Wisconsin Dem Gubernatorial Candidate: Taxpayers Should Pay for Abortions Just Like Tonsillectomies


Wisconsin Democratic gubernatorial candidate Tony Evers said Tuesday that taxpayers should pay for abortions just like they pay for tonsillectomies.

Evers told the Weekly Standard in an interview that Medicaid should pay for abortions like it does for other medical procedures.

"Do you want to see Medicaid funding of abortion generally?" Weekly Standard reporter John McCormack asked.

"We need to have the Medicaid money be available for all people and restricting it because of a certain procedure, whether it's a tonsillectomy or any other procedure, seems to me a foolhardy thing to do," Evers responded.

Wisconsin is one of the 32 states whose Medicaid program prohibits tax dollars being used to fund abortions. At the federal level, it's called the Hyde Amendment. The Hyde Amendment has been generally supported by Republicans and Democrats, until the 2016 election, where Democratic presidential candidate Hillary Clinton advocated for its repeal.

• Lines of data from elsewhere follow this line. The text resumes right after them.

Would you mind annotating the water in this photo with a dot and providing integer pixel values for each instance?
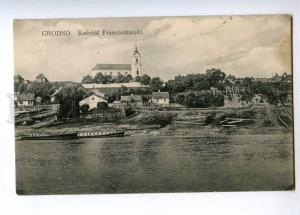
(155, 164)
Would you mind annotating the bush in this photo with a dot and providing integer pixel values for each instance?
(84, 109)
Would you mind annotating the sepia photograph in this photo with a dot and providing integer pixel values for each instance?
(153, 104)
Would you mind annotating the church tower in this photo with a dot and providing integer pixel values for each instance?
(136, 63)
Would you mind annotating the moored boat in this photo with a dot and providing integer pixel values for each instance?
(100, 134)
(64, 136)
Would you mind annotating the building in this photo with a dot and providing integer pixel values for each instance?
(234, 101)
(133, 69)
(160, 98)
(53, 97)
(18, 79)
(133, 100)
(25, 99)
(41, 78)
(92, 101)
(115, 85)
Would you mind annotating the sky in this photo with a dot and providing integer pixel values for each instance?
(253, 46)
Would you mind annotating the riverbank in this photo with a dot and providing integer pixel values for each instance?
(181, 123)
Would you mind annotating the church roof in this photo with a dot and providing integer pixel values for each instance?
(160, 95)
(112, 67)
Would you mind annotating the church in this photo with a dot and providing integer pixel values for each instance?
(133, 69)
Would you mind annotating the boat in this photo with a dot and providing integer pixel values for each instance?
(64, 136)
(100, 134)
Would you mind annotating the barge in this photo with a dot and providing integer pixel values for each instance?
(100, 134)
(65, 136)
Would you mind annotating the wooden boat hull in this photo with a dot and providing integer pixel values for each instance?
(52, 137)
(100, 134)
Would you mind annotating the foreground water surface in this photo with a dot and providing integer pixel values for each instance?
(155, 164)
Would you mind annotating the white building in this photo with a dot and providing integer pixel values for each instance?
(25, 99)
(161, 98)
(133, 69)
(92, 101)
(115, 85)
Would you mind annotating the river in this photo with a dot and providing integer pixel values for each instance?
(155, 164)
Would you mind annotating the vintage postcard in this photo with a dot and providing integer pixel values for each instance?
(154, 104)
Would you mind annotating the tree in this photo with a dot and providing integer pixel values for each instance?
(215, 77)
(156, 84)
(84, 109)
(87, 79)
(145, 79)
(68, 99)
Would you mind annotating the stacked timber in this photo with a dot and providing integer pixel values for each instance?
(233, 122)
(199, 119)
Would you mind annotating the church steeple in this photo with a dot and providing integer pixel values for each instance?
(136, 63)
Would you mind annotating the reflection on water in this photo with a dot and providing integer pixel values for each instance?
(155, 164)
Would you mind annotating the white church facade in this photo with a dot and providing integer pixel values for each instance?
(133, 69)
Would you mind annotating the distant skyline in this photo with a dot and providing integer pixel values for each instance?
(257, 46)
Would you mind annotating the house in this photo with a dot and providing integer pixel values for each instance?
(258, 99)
(134, 85)
(53, 97)
(234, 101)
(160, 98)
(18, 79)
(41, 78)
(92, 101)
(25, 99)
(133, 100)
(38, 100)
(276, 79)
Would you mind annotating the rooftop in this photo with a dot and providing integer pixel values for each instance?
(160, 95)
(112, 67)
(26, 97)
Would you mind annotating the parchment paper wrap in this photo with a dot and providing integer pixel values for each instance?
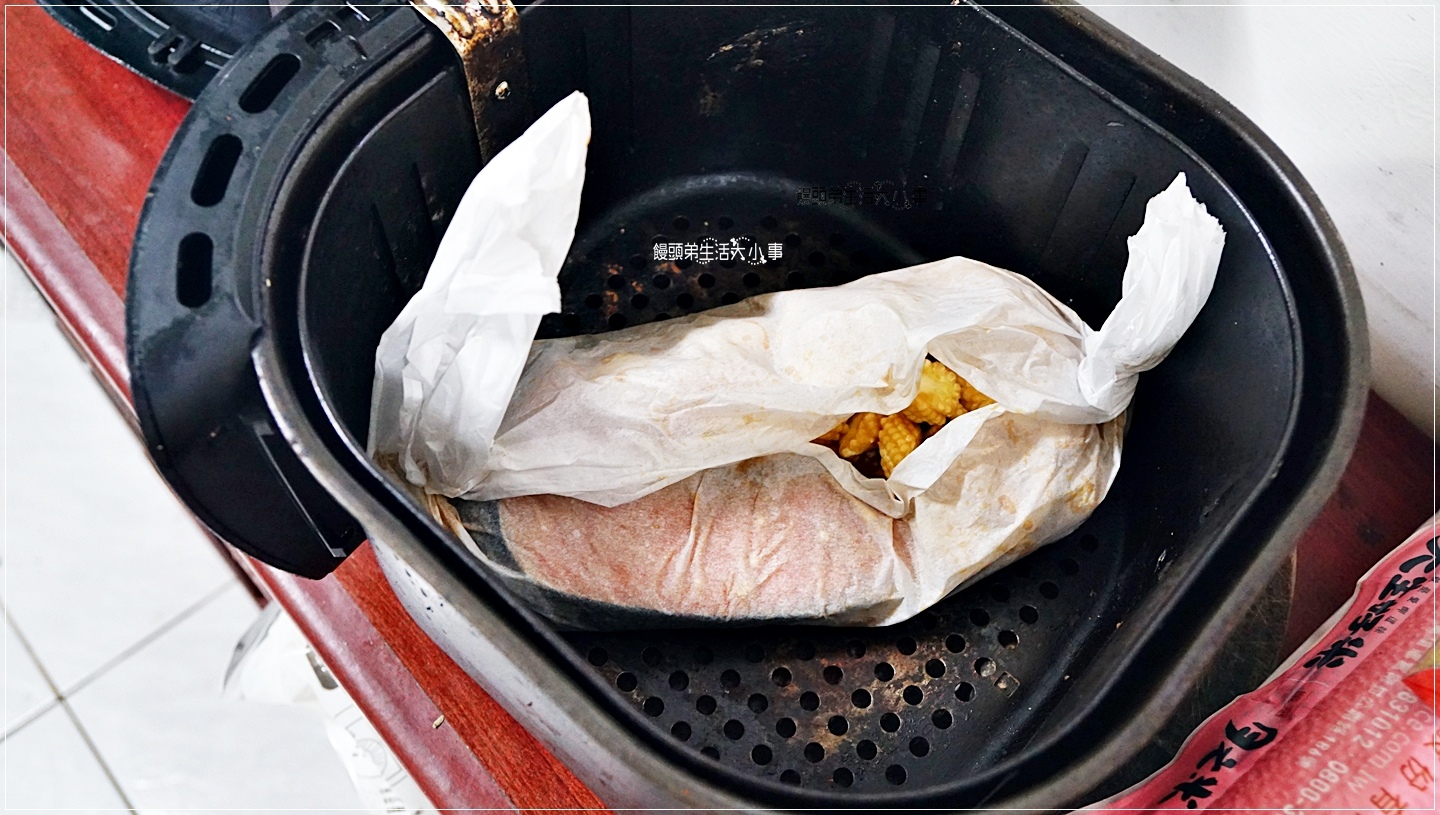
(667, 470)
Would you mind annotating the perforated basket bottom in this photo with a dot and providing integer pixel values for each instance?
(912, 704)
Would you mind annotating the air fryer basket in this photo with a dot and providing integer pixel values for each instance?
(278, 245)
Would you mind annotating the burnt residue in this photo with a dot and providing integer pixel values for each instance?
(742, 59)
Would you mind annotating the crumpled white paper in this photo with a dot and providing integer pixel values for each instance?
(447, 366)
(615, 418)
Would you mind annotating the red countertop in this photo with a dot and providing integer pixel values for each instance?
(82, 137)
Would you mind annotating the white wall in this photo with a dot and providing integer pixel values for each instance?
(1350, 95)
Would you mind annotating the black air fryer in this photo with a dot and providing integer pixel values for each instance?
(303, 199)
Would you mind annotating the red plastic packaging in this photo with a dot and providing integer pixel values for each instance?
(1347, 723)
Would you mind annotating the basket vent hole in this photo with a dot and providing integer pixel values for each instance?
(1007, 683)
(215, 170)
(270, 82)
(193, 269)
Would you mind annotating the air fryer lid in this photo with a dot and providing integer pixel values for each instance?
(300, 231)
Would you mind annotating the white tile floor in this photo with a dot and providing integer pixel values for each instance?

McCormack also asked Evers about the Democratic party's growing hostility towards pro-lifers.

"One story I'm interested in is the role of pro-life Democrats: Do they have a place in the party? There've been fewer and fewer in Congress. What is your message to them?" McCormack asked.

"Yeah, we have a big tent here in Wisconsin. We have to in order to win elections," Evers said. "And yes, pro-life Democrats are welcome in the party, and I respect their decisions on this issue."

Top leaders for the Democratic party have been sending mixed signals on whether members can be pro-life. Democratic National Committee Chairman Tom Perez released a statement last year that said being pro-choice was "non-negotiable" for Democrats. Earlier this year, pro-choice advocates tried unsuccessfully to primary the pro-life Democratic Rep. Dan Lipinski (Ill.).

Evers is running against incumbent Republican Governor Scott Walker. The latest poll from Marquette University Law School shows the governors race in a dead heat with both candidates receiving 46 percent support.